Tuesday, July 10, 2007

Limits ot Technology - Limits of Government Intervention in Technological Assessment

The Case of Catheter Ablation for Atrial Fibrillation

In 1976 Dr. Howard Hiatt, dean of the Harvard School of Public Health, give a speech advocating a U.S. technological assessment center before any medical product went to market.

Joseph Califano, secretary of Health and Human Services, chimed in. He whined more CAT scanners existed in Los Angeles than in Canada, as if that was a bad thing.

The rest is history. Neurosurgeons recognized CAT scans as a superior technology. Immediately they deployed CAT scans to spot brain tumors. MRIs followed CAT scans. The scans received the same warm reception as CAT scans among physicians. In 2001 a survey of 225 general internists published in Health Affairs ranked the top 30 major medical innovations, and MRI and CAT scans came out number one.

Government can’t control technology markets once doctors and patients spot a superior device, even if the device costs more than government thinks it can afford and even studies of safety and effectiveness have yet to be published..

Take the case of catheter ablation of heart atria sites that spark fibrillation. Atrial fibrillation afflicts 2.2 million Americans. It’s a leading cause of strokes and heart failure. Doctors think ablation is more effective than open heart surgery and multiple drug treatments. Consequently, thousands of ablations have been performed since 2000 – even though federal regulators haven’t approved the procedure and don’t pay for it.

Where there’s a will, there’s a way. Catheter ablation is moving faster than the federal approval process. Doctors and patients are saying, in effect, “To hell with the clinical trials. This ablation procedure works.” And “We” the patients, will demand it, and you, the doctor, had better provide it, or we’ll go elsewhere.

Doctors and hospitals are inventive. They know they can bill Medicare and insurers by using codes for similar cardiac procedures to partially pay for atrial ablations. Doctors perform ablations in major hospitals or teaching centers, where doctors are on salary and not compensated for procedures, but who wish to distinguish and differentiate themselves from the competition. The American Heart Association and the American College of Cardiology have recommended the procedure, and many established and start-companies are marketing ablation devices. Major ablation centers are trumpeting ablation success stories and marketing services to atrial fibrillation victims..

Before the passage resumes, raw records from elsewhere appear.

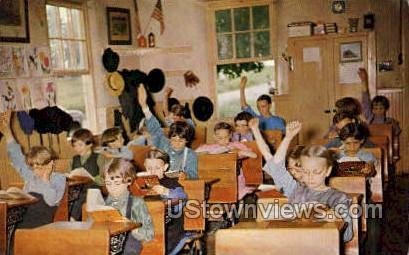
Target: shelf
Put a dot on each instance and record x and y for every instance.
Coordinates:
(140, 52)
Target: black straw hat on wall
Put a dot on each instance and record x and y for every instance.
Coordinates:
(156, 80)
(203, 108)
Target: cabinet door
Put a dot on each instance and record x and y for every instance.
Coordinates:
(310, 85)
(350, 53)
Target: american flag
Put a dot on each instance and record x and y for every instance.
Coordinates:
(137, 23)
(158, 15)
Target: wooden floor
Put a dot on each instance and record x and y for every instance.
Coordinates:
(389, 235)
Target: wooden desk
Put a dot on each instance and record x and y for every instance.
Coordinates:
(74, 238)
(301, 237)
(267, 201)
(11, 213)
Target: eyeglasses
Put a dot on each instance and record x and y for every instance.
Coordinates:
(177, 139)
(114, 180)
(314, 171)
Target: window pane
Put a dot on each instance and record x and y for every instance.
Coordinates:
(223, 21)
(71, 93)
(243, 45)
(261, 80)
(262, 44)
(52, 21)
(225, 46)
(261, 17)
(56, 54)
(67, 63)
(77, 24)
(64, 22)
(79, 54)
(241, 19)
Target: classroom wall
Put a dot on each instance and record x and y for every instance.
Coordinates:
(186, 47)
(182, 47)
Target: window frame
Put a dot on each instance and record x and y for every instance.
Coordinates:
(90, 92)
(212, 44)
(83, 9)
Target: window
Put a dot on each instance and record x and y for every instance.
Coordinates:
(243, 32)
(66, 33)
(242, 46)
(69, 58)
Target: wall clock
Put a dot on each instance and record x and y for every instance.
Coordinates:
(338, 6)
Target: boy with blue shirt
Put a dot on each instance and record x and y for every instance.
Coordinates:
(268, 121)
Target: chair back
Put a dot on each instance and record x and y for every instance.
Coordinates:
(252, 167)
(195, 190)
(223, 167)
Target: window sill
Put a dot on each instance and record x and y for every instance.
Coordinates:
(140, 52)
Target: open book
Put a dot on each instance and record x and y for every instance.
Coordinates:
(14, 193)
(98, 211)
(79, 172)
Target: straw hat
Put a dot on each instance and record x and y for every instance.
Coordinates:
(115, 84)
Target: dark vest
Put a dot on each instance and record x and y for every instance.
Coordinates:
(90, 164)
(37, 214)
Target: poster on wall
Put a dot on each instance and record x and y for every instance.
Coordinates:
(49, 92)
(24, 89)
(37, 96)
(6, 62)
(10, 99)
(39, 61)
(348, 72)
(20, 65)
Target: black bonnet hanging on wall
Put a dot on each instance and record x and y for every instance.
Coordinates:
(203, 108)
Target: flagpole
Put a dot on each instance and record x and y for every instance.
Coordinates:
(147, 25)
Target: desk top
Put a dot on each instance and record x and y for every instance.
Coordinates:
(78, 180)
(290, 224)
(114, 227)
(18, 202)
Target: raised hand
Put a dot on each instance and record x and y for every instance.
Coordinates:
(363, 74)
(254, 123)
(293, 128)
(142, 96)
(243, 82)
(159, 189)
(5, 122)
(168, 91)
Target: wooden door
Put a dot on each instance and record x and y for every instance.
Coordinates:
(350, 52)
(309, 85)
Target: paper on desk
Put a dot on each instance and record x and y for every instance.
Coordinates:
(14, 193)
(97, 209)
(265, 187)
(80, 171)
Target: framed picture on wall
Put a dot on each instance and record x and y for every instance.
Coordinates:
(14, 26)
(119, 26)
(350, 52)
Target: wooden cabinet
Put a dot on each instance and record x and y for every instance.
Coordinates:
(319, 76)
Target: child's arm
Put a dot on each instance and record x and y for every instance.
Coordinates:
(166, 95)
(243, 150)
(366, 99)
(275, 166)
(152, 124)
(176, 193)
(292, 129)
(243, 101)
(14, 149)
(141, 215)
(191, 166)
(262, 146)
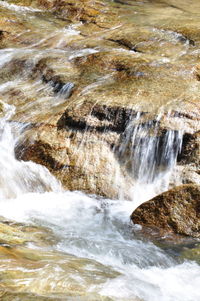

When patients want something done, and doctors and hospitals want to do it, and mounting anecdotal evidence shows it works, it will be done, and there is little government can do to stop it.

Market forces often move so fast they overwhelm government assessment and resistance. There are limits to federal intervention in health care, and catheter-ablation to remove or neutralize the cause of atrial fibrillation is the latest, but not the last example of those limits.